La confianza ciega en la ciencia ha sido denominada «cientificismo», aunque, probablemente, muy pocas personas la tenían de manera absoluta y sin reparos incluso a finales del siglo XIX, en su momento de máximo apogeo. Una buena prueba del prestigio del método científico es el deseo de los intelectuales de extenderlo fuera del campo de las ciencias naturales. Uno de los primeros ejemplos puede verse en el deseo de crear las «ciencias sociales» que tuvieron los seguidores utilitaristas del reformista e intelectual inglés Jeremy Bentham, los cuales confiaban en que la organización de la sociedad podría basarse en la utilización calculada de estos principios; los hombres responden al placer y al dolor, así que debe maximizarse el placer y minimizarse el dolor, teniéndose en cuenta los sentimientos del mayor número de personas y su intensidad. En el siglo XIX, el filósofo francés Auguste Comte puso nombre a la ciencia de la sociedad: «sociología». En el funeral de Marx, se dijo de este que era el Darwin de la sociología. Estos (y muchos otros) intentos de emular las ciencias naturales se basaban en el afán de encontrar leyes cuasimecánicas. El hecho de que las ciencias naturales estuvieran precisamente entonces abandonando la búsqueda de ese tipo de leyes, no tenía importancia; la propia búsqueda daba fe del prestigio del modelo científico.

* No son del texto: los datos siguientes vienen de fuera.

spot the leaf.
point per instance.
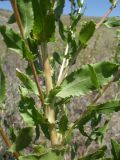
(12, 39)
(105, 108)
(11, 19)
(2, 85)
(112, 22)
(15, 42)
(63, 124)
(58, 8)
(28, 83)
(30, 157)
(48, 156)
(57, 58)
(115, 150)
(86, 32)
(23, 140)
(26, 14)
(94, 78)
(96, 155)
(44, 20)
(79, 82)
(112, 2)
(32, 116)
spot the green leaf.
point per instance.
(2, 85)
(47, 156)
(86, 32)
(58, 8)
(112, 22)
(26, 14)
(79, 82)
(112, 2)
(12, 39)
(30, 157)
(44, 20)
(23, 140)
(105, 108)
(115, 150)
(32, 116)
(96, 155)
(63, 124)
(57, 58)
(94, 78)
(28, 83)
(15, 42)
(11, 19)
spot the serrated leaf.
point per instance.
(58, 8)
(26, 14)
(47, 156)
(11, 19)
(12, 39)
(115, 149)
(79, 82)
(2, 85)
(15, 42)
(86, 32)
(27, 81)
(96, 155)
(112, 22)
(112, 1)
(30, 157)
(23, 140)
(94, 78)
(32, 116)
(105, 108)
(44, 20)
(63, 124)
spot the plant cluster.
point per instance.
(48, 80)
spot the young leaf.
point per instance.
(32, 116)
(86, 32)
(23, 140)
(80, 83)
(115, 150)
(44, 20)
(94, 78)
(12, 39)
(28, 83)
(113, 22)
(47, 156)
(96, 155)
(2, 85)
(26, 15)
(15, 42)
(11, 19)
(105, 108)
(58, 8)
(63, 124)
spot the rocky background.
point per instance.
(101, 47)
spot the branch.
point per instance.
(98, 25)
(7, 141)
(19, 22)
(63, 65)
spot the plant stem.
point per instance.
(63, 65)
(19, 23)
(49, 110)
(7, 141)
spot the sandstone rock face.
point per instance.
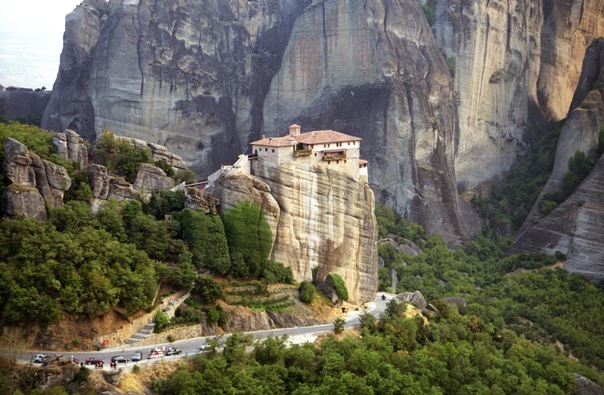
(205, 84)
(491, 47)
(569, 28)
(17, 164)
(34, 181)
(51, 180)
(150, 178)
(513, 61)
(25, 201)
(576, 226)
(200, 72)
(582, 127)
(70, 146)
(373, 70)
(415, 298)
(105, 186)
(318, 217)
(70, 106)
(23, 104)
(205, 80)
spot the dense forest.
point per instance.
(521, 324)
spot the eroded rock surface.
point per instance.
(318, 218)
(576, 227)
(70, 146)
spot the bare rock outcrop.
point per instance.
(22, 104)
(106, 186)
(210, 79)
(52, 180)
(70, 105)
(25, 201)
(151, 178)
(415, 298)
(515, 62)
(70, 146)
(35, 182)
(575, 227)
(373, 69)
(318, 217)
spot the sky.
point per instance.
(31, 40)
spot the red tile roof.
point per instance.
(312, 138)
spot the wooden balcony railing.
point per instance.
(302, 152)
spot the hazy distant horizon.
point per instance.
(31, 41)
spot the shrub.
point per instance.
(208, 289)
(274, 272)
(547, 206)
(429, 14)
(307, 291)
(162, 321)
(248, 235)
(339, 286)
(338, 325)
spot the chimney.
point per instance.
(294, 130)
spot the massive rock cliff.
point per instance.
(372, 69)
(515, 62)
(440, 109)
(576, 227)
(203, 81)
(24, 105)
(319, 218)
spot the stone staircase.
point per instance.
(169, 309)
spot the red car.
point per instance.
(94, 361)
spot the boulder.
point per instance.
(17, 164)
(150, 178)
(25, 201)
(415, 298)
(70, 146)
(52, 180)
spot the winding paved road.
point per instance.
(191, 346)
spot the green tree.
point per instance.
(208, 289)
(205, 236)
(307, 292)
(248, 235)
(339, 286)
(338, 325)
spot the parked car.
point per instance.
(173, 351)
(119, 359)
(40, 358)
(94, 361)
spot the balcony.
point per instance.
(302, 152)
(334, 155)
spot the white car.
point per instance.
(39, 358)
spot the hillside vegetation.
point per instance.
(526, 325)
(86, 264)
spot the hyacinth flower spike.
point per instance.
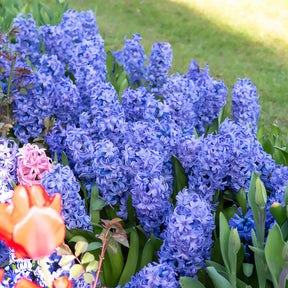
(62, 282)
(32, 225)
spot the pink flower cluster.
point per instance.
(32, 162)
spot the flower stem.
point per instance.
(104, 247)
(46, 272)
(9, 86)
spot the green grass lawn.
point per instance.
(244, 40)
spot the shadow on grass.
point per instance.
(230, 55)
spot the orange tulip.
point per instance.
(32, 225)
(1, 275)
(25, 283)
(62, 282)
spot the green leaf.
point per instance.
(131, 212)
(64, 161)
(121, 239)
(87, 258)
(180, 179)
(95, 214)
(189, 282)
(124, 85)
(275, 131)
(80, 247)
(242, 201)
(260, 134)
(132, 258)
(147, 253)
(97, 204)
(94, 246)
(218, 280)
(88, 278)
(55, 157)
(66, 259)
(286, 196)
(258, 252)
(230, 211)
(223, 272)
(278, 212)
(77, 238)
(273, 253)
(92, 266)
(268, 146)
(23, 91)
(64, 249)
(248, 269)
(109, 64)
(224, 239)
(76, 271)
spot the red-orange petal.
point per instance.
(20, 201)
(6, 227)
(25, 283)
(38, 196)
(62, 282)
(56, 203)
(39, 233)
(1, 275)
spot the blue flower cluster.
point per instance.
(188, 237)
(154, 276)
(245, 109)
(212, 95)
(52, 94)
(124, 143)
(133, 59)
(149, 190)
(160, 62)
(62, 180)
(8, 165)
(225, 160)
(27, 40)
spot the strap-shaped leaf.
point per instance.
(273, 253)
(188, 282)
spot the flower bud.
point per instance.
(285, 252)
(260, 194)
(236, 241)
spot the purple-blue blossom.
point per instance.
(133, 59)
(188, 237)
(212, 95)
(245, 109)
(8, 166)
(62, 180)
(154, 275)
(160, 62)
(27, 40)
(139, 104)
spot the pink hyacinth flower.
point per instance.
(32, 162)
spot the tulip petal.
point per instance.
(6, 227)
(1, 275)
(39, 233)
(62, 282)
(38, 196)
(56, 203)
(25, 283)
(20, 200)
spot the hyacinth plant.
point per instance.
(190, 194)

Paradójicamente, también la ciencia estaba contribuyendo en 1914 a una sensación indefinida de tensión en la civilización europea. Sin duda, este fenómeno tenía su máximo exponente en los problemas que la ciencia presentaba a la religión tradicional, pero también actuaba de una manera más sutil; las tendencias deterministas, como las que la obra de Darwin suscitaba en muchas personas, o el relativismo que se desprendía de la antropología o del estudio de la mente humana, minaban la confianza en los valores de la objetividad y la racionalidad, que habían sido tan importantes para la ciencia desde el siglo XVIII. En 1914, había indicios de que la Europa liberal, racional e ilustrada estaba sujeta a tensiones en la misma medida que la Europa tradicional, religiosa y conservadora.

Sin embargo, no habrían de albergarse demasiadas dudas. El hecho más evidente en relación con la Europa de los primeros años del siglo XX es que, aunque algunos europeos podían mirar al futuro con escepticismo o con temor, casi nadie ponía en duda que el Viejo Continente iba a seguir siendo el centro de decisión, el lugar de máxima concentración de poder político y el verdadero protagonista del destino del mundo. Diplomática y políticamente, los estadistas europeos por lo general podían dejar de mirar al resto del mundo a excepción del hemisferio occidental, donde otro país de orígenes europeos, Estados Unidos, tenía una importancia primordial, y del Lejano Oriente, donde Japón estaba adquiriendo cada vez más importancia y donde los estadounidenses tenían intereses que podrían tener que hacer respetar a las demás naciones. Eran las relaciones entre los propios países europeos lo que fascinaba a la mayoría de sus estadistas a principios del siglo XX; para casi todos ellos, en ese momento no había ningún otro asunto tan importante del que preocuparse.